第77話 『悪魔の息吹』その2
今回は少しグロ注意です。
ーー離れ町の小丘
暗闇の中、ゆっくりと草が生い茂る丘の上に着陸する第1号と第2号飛行船。着陸するや否や急いで下船し、生き残りを掃き出す様に降ろしていく。
「ほら!行け行け行け!降りろ!さっさとしろ!」
「急げ!は、早く!早く!」
「ほらほら!」
ガスマスクを装着していても、兵士達から恐怖が伝わって来るのが分かった。ナギアは捕らえた自分達をアッサリと解放した事に強い疑問を抱いていたが、他の生き残りは解放された事で命が助かったと思い喜んでいる。
「やったぁぁ!」
「な、なんだか分かんないが、解放されたー!」
「か、帰ろう!家に帰ろう!」
「ここは何処だ?」
「見たことあるぞココ…離れ町近くの小丘だ。」
この言葉を聞いたナギアは驚いた。まさか降ろされた場所が婚約者のいる離れ町近くだとは思ってもいなかった。

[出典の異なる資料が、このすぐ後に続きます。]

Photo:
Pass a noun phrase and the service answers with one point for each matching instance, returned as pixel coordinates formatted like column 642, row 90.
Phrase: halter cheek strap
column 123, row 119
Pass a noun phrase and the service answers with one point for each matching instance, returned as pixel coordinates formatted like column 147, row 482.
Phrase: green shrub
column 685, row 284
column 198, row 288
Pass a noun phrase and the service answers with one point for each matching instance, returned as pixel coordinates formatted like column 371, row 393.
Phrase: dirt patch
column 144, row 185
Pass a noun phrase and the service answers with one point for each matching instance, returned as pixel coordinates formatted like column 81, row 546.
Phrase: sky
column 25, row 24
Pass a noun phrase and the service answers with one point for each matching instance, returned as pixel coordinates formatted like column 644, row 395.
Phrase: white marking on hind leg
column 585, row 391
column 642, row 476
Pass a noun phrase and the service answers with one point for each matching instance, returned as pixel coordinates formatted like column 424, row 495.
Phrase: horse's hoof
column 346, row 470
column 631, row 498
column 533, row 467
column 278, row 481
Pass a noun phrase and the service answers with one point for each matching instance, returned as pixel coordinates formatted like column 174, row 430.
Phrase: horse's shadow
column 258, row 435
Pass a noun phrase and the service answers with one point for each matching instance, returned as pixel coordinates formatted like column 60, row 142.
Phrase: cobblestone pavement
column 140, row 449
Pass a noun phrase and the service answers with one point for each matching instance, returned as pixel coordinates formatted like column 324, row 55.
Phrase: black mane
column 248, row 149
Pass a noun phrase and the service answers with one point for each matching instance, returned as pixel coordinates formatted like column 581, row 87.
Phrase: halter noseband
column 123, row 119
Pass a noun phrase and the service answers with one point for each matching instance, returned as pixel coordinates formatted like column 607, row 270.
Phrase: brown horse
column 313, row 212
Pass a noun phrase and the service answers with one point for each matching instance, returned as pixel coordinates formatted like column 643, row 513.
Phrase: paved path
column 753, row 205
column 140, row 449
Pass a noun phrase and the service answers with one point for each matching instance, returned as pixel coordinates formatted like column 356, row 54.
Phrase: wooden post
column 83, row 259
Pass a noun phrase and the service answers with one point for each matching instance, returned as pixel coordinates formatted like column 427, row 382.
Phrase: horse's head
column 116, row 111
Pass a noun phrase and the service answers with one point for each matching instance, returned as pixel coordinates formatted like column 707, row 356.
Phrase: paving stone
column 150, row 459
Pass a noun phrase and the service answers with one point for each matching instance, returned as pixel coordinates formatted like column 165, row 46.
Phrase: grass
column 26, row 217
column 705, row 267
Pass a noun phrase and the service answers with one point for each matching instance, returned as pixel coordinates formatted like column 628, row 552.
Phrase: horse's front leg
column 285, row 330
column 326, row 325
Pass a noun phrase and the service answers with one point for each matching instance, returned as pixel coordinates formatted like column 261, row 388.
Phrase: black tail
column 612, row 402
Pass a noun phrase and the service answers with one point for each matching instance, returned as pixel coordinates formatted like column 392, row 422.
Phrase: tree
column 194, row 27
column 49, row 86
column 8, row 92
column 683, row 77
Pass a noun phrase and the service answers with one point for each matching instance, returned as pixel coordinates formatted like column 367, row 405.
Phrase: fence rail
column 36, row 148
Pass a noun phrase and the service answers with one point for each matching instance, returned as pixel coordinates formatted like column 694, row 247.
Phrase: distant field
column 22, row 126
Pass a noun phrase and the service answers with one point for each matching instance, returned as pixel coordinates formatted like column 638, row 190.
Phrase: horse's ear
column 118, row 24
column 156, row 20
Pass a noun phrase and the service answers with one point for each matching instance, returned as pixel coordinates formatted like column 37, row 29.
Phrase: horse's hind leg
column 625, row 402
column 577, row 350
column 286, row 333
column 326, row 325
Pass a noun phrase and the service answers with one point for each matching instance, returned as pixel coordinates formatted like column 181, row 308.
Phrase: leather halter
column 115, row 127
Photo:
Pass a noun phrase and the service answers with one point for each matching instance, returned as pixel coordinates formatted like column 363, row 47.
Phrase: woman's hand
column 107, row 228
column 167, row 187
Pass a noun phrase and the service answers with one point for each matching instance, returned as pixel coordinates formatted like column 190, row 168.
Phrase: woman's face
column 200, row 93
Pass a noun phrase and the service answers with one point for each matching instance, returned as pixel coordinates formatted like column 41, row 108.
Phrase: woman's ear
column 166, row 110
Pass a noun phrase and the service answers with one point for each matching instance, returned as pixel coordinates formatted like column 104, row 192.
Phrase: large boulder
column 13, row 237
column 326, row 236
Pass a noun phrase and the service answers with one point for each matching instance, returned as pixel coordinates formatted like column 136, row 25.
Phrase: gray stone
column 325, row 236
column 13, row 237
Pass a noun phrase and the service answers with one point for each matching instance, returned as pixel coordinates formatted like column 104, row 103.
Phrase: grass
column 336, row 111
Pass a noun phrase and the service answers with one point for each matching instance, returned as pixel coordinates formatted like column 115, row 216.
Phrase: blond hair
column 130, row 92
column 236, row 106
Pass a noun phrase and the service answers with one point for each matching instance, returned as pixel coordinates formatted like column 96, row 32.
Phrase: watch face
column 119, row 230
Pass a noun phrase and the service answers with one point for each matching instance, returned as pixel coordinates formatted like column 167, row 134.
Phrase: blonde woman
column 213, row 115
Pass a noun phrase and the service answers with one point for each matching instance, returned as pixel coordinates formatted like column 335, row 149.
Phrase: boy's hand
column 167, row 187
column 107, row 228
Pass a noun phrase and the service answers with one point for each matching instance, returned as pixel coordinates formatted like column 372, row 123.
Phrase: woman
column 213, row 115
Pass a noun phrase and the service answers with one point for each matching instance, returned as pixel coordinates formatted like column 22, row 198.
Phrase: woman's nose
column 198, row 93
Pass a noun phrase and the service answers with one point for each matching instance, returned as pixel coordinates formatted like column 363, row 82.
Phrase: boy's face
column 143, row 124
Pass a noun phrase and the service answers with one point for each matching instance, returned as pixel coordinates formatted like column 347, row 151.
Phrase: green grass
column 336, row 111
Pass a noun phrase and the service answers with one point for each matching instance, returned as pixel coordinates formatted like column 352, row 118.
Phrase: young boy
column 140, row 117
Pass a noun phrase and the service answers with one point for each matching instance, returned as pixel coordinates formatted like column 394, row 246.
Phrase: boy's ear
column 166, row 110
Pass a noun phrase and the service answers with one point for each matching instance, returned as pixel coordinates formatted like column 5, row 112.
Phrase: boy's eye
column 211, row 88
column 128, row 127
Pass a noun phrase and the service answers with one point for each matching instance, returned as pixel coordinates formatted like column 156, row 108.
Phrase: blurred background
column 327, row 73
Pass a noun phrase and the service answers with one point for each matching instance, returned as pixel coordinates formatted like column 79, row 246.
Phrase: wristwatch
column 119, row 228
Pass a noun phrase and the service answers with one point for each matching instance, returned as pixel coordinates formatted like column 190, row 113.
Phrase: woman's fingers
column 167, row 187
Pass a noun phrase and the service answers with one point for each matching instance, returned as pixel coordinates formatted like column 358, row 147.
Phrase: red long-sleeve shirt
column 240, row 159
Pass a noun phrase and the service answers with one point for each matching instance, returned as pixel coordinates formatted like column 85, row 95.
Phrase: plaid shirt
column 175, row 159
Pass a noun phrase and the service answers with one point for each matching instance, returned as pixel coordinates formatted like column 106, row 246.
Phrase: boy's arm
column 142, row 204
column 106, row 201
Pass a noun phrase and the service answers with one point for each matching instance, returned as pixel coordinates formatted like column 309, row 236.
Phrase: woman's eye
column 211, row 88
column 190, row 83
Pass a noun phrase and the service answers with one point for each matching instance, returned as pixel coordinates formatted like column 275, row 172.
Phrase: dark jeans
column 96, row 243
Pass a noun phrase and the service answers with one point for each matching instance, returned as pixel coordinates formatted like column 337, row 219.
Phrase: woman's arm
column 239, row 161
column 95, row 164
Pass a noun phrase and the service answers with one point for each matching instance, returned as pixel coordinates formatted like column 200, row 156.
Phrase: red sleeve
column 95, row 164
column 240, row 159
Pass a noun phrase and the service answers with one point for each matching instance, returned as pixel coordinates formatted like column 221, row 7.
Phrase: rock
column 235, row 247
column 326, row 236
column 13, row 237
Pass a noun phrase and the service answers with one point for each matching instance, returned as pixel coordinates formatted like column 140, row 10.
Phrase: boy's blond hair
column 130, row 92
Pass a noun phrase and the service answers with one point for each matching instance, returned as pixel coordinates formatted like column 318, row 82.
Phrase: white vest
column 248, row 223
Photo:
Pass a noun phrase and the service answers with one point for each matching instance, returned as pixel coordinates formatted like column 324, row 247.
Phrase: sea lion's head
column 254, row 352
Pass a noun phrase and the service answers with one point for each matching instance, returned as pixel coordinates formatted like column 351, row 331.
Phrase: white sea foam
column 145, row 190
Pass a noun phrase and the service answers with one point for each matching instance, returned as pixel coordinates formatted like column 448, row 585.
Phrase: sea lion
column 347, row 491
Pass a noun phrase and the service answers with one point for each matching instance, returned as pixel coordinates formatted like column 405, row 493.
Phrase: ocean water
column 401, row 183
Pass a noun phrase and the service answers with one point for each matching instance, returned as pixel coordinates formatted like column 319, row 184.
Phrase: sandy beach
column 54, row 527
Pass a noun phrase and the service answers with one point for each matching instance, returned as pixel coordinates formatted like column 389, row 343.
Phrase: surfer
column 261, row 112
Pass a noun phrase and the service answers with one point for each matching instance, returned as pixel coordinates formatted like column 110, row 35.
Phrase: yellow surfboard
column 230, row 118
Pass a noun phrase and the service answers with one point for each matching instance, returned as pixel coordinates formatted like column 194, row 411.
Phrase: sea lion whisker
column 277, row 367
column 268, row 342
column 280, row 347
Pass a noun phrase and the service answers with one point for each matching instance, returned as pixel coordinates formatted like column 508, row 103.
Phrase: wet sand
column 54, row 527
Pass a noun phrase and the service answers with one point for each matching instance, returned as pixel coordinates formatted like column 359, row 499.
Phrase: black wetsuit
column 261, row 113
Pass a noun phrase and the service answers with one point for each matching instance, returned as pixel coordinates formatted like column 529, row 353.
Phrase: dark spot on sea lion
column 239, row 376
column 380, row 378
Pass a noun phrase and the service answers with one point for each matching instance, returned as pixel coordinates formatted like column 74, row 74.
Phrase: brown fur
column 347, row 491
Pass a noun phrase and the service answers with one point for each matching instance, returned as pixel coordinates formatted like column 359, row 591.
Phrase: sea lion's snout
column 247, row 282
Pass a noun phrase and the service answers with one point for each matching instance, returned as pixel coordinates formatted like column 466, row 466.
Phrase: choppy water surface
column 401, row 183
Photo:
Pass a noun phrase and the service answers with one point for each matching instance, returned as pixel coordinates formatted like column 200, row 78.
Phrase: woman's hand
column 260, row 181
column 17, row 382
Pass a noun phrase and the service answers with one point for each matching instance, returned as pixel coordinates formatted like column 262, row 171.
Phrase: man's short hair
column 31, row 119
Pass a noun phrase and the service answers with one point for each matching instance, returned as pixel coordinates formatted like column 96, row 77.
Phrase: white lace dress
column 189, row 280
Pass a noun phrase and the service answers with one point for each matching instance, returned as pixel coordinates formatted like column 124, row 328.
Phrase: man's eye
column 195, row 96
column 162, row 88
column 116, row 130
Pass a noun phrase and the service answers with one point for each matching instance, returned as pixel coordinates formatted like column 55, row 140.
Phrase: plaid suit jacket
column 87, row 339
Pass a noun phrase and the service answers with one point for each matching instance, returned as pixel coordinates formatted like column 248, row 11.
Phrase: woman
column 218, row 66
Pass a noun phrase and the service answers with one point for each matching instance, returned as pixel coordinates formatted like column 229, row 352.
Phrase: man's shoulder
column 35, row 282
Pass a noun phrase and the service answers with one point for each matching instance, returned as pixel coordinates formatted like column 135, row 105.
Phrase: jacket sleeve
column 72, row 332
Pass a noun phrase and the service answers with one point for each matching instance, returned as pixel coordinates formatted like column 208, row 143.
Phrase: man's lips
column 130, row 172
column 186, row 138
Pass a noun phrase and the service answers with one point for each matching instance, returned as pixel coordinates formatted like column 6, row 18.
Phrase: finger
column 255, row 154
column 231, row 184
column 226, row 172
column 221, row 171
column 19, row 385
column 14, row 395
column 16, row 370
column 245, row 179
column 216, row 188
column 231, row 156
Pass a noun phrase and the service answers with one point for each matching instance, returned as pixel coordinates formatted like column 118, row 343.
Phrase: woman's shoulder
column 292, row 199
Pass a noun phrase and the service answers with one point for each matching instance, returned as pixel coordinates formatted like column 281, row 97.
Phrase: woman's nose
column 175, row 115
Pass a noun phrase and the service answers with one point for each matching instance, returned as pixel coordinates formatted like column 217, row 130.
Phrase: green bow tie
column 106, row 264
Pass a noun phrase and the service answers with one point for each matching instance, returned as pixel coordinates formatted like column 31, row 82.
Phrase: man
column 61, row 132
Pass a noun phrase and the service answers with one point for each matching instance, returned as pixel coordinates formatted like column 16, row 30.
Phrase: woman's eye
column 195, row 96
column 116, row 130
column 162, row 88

「ど、どういう事だ?何故ココに?…それに、奴等の焦り様…気になる。」
しかし考えてもどうしようもない為、ナギアは急いで離れ町へと向かった。
そんな彼らの様子を早速飛び出した1号船と2号船の観察官は眺めていた。
「バラバラに動いたぞ?大丈夫なのか?」
「問題無い…まだ『効果範囲内』だ。データ上では問題ない。」
ーー離れ町 上空
『離れ町の上空に到着後しました!』
『良し!投下準備!』
『投下準備よーし‼︎』
『……投下‼︎』
『投下投下‼︎』
第3号飛行船の投下用ハッチから複数の木箱が落ちて行った。それは、離れ町の広間へと真っ直ぐ…真っ直ぐ落下する。
ーー離れ町
相変わらずお祭り状態の離れ町…その中央付近の家の屋根に何かが物凄い勢いで落下してきた。
ガシャーーン‼︎
「ッ⁉︎な、なんだ⁉︎」
突然の音に町の人々がざわつき始める。すると今度は広場の中央に何かが落ちてきた。それは、食事が並べられたテーブルを上へと落ちて、破壊してしまった。
「何事だ!屋根の煉瓦が落ちたのか⁉︎」
町の人々が落ちてきた物を確かめ様とする。するとそこにあったのは、1つのボロボロとなった木箱だった。木箱は、落下の衝撃で箱と呼べない程に壊れてしまったが、中身は布袋に詰められており、おそらく無事だった。屋根の上に落ちてきた物も同じであった。
しかし、その布袋から出て来る煙の様なものが彼らの鼻を突き刺していった。
「ウッ!なんだこの匂い⁉︎」
「は、鼻にツーンと来る‼︎」
1人の町人が袋を開けてみると、中には燃えカスとなった大量の葉っぱがギッシリと詰められていた。
「な、なんだこりゃ⁉︎」
「オーーーイ!なんだ匂いは⁉︎」
そこへ町長がやって来た。彼は顔をハンカチで覆い、涙目で走ってやって来た。
「強烈な匂いが町中に広がってるぞ⁉︎ワシの屋敷までだ!何かあったのか?」
「ち、町長!これ見てください!コレが突然空から…」
「なに!」
町長は恐る恐るその箱へと近づくと中身を見た。そして、暫く見つめた後にあるモノを思い出す。
「コレは…まさか『極楽草』なのか?」
「え?ご、ごくら…え?」
「なんですか…それ?」
「いや、極楽草はハルディーク皇国にしか存在しない特別な草…なんだが、私も一度だけ見ただけで…はて?一体どんな効能があったかなぁ?」
「は、はぁ?…でもなんでそれがこんな所に?空から降って来たんですよ?」
「う、うーん…わざわざ燃えカスで煙を立たせているのもなんだか…と、とにかく土を掛けて埋めてしまおう。」
町長の声掛けによりお祭りは一時中断して、強烈な異臭を放つ『極楽草』を処理していた。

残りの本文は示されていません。